How does one decide the correct ratios? This is where we encounter the baseline issue: how is the boat going to be used? For everyday, local cruising, where fuel supply disruption or availability is not a concern, a thousand gallons/4000 liters, is going to last a long time. Let’s say you are spending the summer on the East Coast of the US. Lets assume 800 US gallons/3000 liters is aboard. That is enough to take you something like 1100+ NM at 11 knots. With the solar array supplying at-anchor power, daily generator consumption will be minimal.
On the other hand, if you think prices are going up, or you have found a deal, it might pay to load up. We’d probably be content with 4000 US gallons/15,000 liters. This stretches the range to well past trans-Atlantic. Concerned about the geopolitical risks? Then fill her up. We’re now talking 6800 US gallons/25,700 liters. If you want to really stretch the range, change one of the two props to a folding wheel, reduce pitch on the fixed prop a touch, and back off to 200 NM per day. Watch your weather carefully, and minimize the air conditioning loads, and you just might do a circumnavigation without refueling.

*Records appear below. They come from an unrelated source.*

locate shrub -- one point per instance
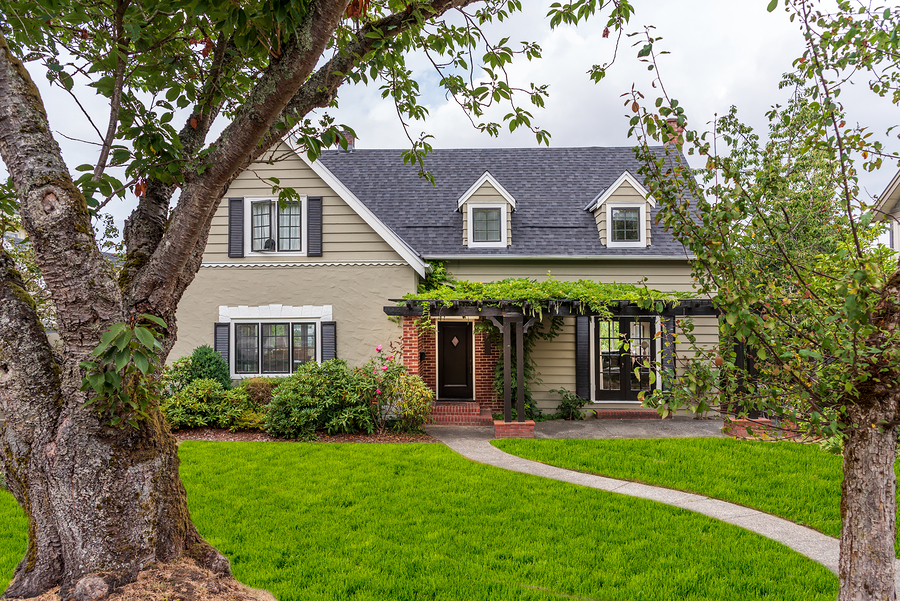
(382, 375)
(316, 397)
(415, 402)
(259, 390)
(207, 363)
(202, 403)
(571, 404)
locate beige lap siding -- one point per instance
(357, 295)
(345, 235)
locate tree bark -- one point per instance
(868, 506)
(99, 500)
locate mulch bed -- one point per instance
(225, 435)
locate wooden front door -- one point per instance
(455, 360)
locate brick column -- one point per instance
(484, 374)
(410, 346)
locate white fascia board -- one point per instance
(625, 177)
(386, 233)
(885, 203)
(486, 177)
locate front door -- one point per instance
(626, 350)
(455, 360)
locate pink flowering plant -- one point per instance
(384, 372)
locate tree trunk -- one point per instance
(868, 504)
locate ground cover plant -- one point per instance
(799, 482)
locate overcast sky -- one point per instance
(723, 53)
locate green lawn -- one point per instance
(799, 482)
(314, 521)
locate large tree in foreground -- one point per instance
(817, 300)
(100, 483)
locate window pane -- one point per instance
(304, 343)
(626, 225)
(246, 348)
(486, 225)
(261, 226)
(609, 355)
(289, 221)
(275, 348)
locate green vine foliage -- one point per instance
(534, 296)
(121, 374)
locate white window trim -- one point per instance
(271, 314)
(248, 228)
(470, 224)
(642, 219)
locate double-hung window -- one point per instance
(273, 348)
(277, 227)
(486, 224)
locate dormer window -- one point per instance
(275, 227)
(625, 224)
(487, 208)
(621, 213)
(487, 225)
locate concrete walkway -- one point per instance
(473, 442)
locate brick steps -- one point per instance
(454, 413)
(624, 414)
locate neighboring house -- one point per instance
(310, 281)
(888, 207)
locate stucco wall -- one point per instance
(357, 294)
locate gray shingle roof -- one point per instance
(551, 187)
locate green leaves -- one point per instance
(121, 374)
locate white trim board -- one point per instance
(486, 177)
(393, 240)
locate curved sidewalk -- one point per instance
(474, 443)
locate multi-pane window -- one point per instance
(486, 225)
(246, 348)
(304, 343)
(273, 348)
(275, 226)
(626, 225)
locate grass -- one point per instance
(798, 482)
(347, 521)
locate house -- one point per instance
(281, 285)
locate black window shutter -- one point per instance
(314, 225)
(235, 227)
(668, 352)
(220, 337)
(329, 340)
(583, 356)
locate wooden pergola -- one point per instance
(518, 316)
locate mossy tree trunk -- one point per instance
(102, 500)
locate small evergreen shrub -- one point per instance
(202, 403)
(415, 402)
(176, 376)
(316, 397)
(207, 363)
(571, 404)
(259, 390)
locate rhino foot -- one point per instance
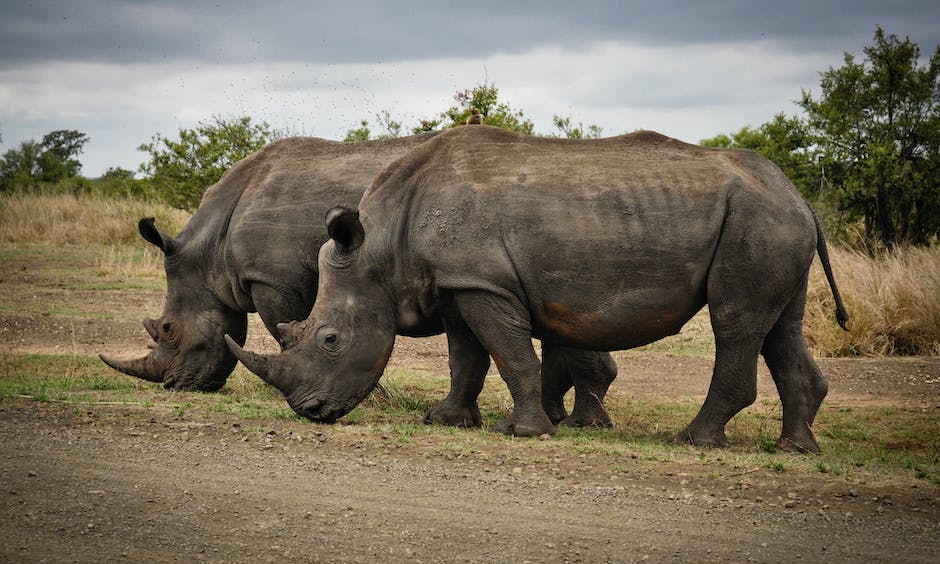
(454, 416)
(694, 437)
(599, 420)
(531, 427)
(556, 412)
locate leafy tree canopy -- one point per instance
(877, 127)
(51, 160)
(181, 170)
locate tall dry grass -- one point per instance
(893, 300)
(27, 219)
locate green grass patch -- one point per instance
(857, 441)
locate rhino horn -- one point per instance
(151, 326)
(258, 364)
(139, 368)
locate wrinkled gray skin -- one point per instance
(251, 247)
(599, 244)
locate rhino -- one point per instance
(594, 244)
(251, 248)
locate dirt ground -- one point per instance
(102, 482)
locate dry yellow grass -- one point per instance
(66, 219)
(893, 301)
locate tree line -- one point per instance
(865, 151)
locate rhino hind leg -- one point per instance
(591, 374)
(556, 381)
(733, 387)
(469, 363)
(799, 381)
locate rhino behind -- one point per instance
(250, 247)
(603, 245)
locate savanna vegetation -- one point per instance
(871, 175)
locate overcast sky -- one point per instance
(122, 71)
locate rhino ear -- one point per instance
(344, 227)
(153, 235)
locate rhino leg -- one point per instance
(469, 363)
(733, 387)
(556, 381)
(799, 381)
(505, 331)
(590, 372)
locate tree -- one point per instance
(563, 124)
(181, 170)
(363, 133)
(785, 141)
(120, 182)
(19, 168)
(35, 163)
(58, 159)
(485, 99)
(877, 126)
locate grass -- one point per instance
(90, 246)
(867, 442)
(893, 301)
(67, 219)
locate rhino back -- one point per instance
(618, 230)
(276, 226)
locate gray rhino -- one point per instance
(598, 244)
(251, 247)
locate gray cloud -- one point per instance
(351, 31)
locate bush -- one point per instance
(65, 218)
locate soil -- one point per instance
(102, 482)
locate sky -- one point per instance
(124, 71)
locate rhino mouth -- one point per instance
(322, 411)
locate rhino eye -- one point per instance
(328, 338)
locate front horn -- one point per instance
(258, 364)
(139, 368)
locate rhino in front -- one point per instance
(599, 244)
(251, 247)
(248, 249)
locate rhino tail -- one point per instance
(842, 316)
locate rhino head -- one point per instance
(334, 358)
(189, 351)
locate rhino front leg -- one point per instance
(504, 330)
(469, 363)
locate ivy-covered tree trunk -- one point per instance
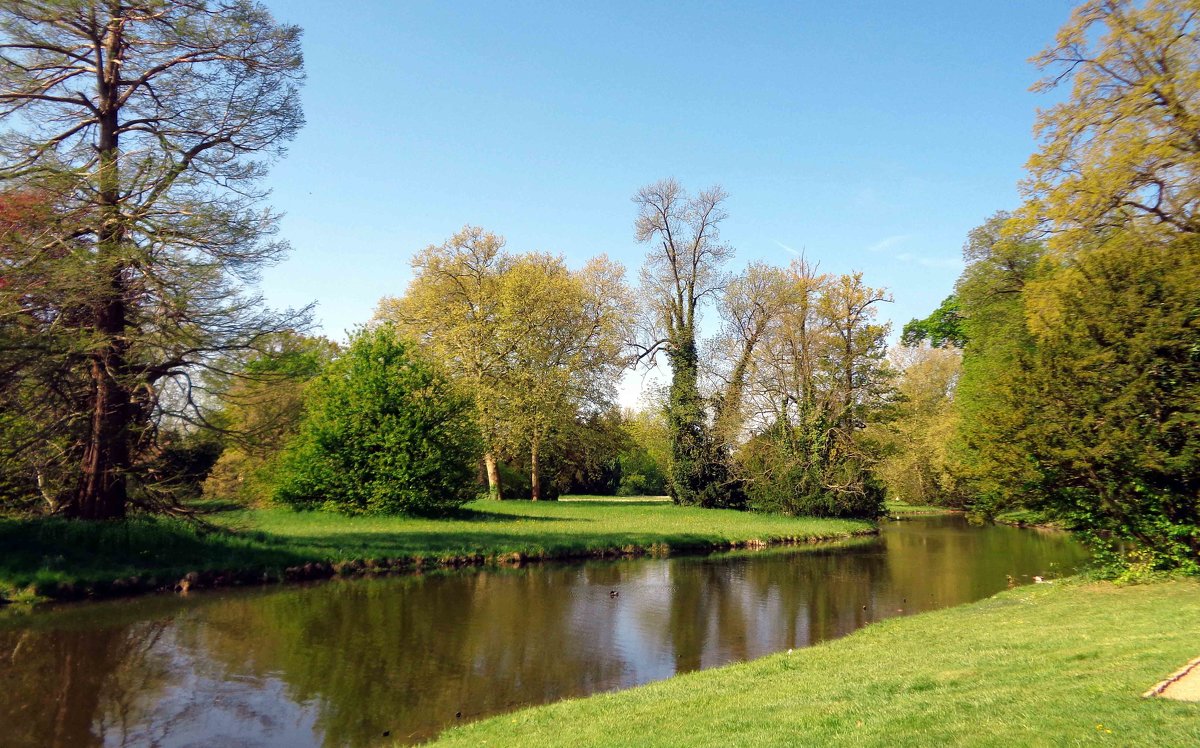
(106, 456)
(534, 476)
(493, 476)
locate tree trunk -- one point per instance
(493, 477)
(534, 478)
(101, 494)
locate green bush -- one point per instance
(781, 474)
(384, 432)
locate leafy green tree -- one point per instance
(646, 459)
(684, 269)
(1111, 396)
(384, 432)
(814, 386)
(989, 402)
(942, 327)
(917, 462)
(261, 412)
(535, 343)
(455, 307)
(149, 126)
(1121, 150)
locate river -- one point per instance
(397, 659)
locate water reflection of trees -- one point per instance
(349, 660)
(79, 686)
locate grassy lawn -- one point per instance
(1041, 665)
(67, 560)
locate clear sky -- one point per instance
(871, 136)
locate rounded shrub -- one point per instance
(385, 431)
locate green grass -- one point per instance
(1042, 665)
(61, 558)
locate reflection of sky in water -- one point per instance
(343, 662)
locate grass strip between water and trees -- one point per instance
(1041, 665)
(61, 558)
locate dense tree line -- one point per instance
(1078, 315)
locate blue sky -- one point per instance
(871, 136)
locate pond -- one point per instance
(397, 659)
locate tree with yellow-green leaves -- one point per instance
(1123, 149)
(568, 337)
(918, 465)
(534, 342)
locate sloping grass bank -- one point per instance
(66, 560)
(1042, 665)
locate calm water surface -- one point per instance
(345, 662)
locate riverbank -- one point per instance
(1061, 663)
(899, 509)
(52, 558)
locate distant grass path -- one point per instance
(59, 558)
(1059, 664)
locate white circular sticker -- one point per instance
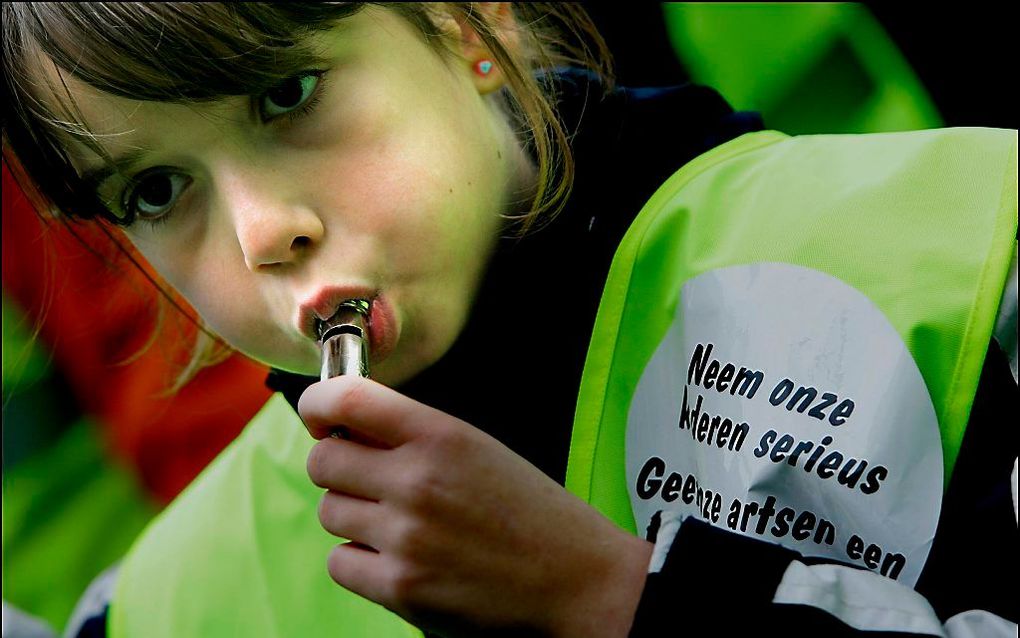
(782, 405)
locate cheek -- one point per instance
(424, 194)
(211, 285)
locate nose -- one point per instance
(272, 226)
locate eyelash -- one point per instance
(130, 194)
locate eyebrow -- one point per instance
(96, 177)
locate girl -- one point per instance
(272, 161)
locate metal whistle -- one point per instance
(345, 341)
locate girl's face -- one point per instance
(380, 175)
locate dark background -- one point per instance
(963, 57)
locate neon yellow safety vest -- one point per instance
(791, 338)
(863, 268)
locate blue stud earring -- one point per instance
(483, 67)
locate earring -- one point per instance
(483, 67)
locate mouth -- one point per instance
(330, 306)
(351, 316)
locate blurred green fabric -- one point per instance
(68, 510)
(807, 67)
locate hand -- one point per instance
(456, 533)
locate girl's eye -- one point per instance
(290, 95)
(154, 195)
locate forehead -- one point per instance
(92, 123)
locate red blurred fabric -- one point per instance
(95, 313)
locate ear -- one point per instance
(475, 57)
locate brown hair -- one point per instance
(197, 51)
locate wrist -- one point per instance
(604, 603)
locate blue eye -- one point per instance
(154, 195)
(290, 95)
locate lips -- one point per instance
(322, 305)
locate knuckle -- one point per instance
(317, 464)
(406, 581)
(425, 487)
(407, 537)
(352, 395)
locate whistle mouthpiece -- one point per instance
(345, 341)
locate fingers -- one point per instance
(363, 405)
(350, 468)
(359, 570)
(354, 519)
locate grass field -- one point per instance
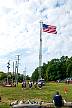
(9, 94)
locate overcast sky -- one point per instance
(19, 32)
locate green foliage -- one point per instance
(55, 69)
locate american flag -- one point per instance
(49, 29)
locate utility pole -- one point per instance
(8, 66)
(40, 51)
(17, 68)
(24, 74)
(16, 75)
(13, 74)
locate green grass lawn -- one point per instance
(9, 94)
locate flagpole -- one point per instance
(40, 51)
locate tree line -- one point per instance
(55, 69)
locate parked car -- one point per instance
(68, 80)
(42, 81)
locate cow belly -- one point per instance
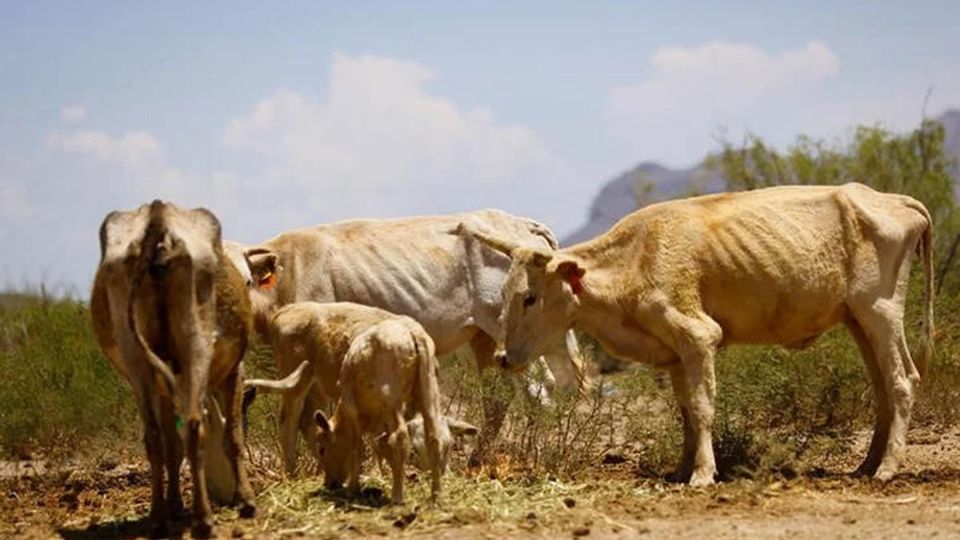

The last part of this decision-making process is where the fuel and water is placed in the hull, and how the tanks are segmented. Here the issue is minimizing trim impact as fuel is consumed, and maximizing the leverage of the fresh water to change the trim, should it be desired.
The centralized fuel tanks have little impact on longitudinal trim as fuel load is changed. As the fuel load lightens, there will be a tendency to trim by the stern, generally a good thing for the performance and control. But if you prefer even trim, this can be easily compensated by adding a little water forward. Three water and four fuel tanks allow a high degree of flexibility,
We’ll discuss fuel consumption at various speeds, and trim considerations, in separate posts.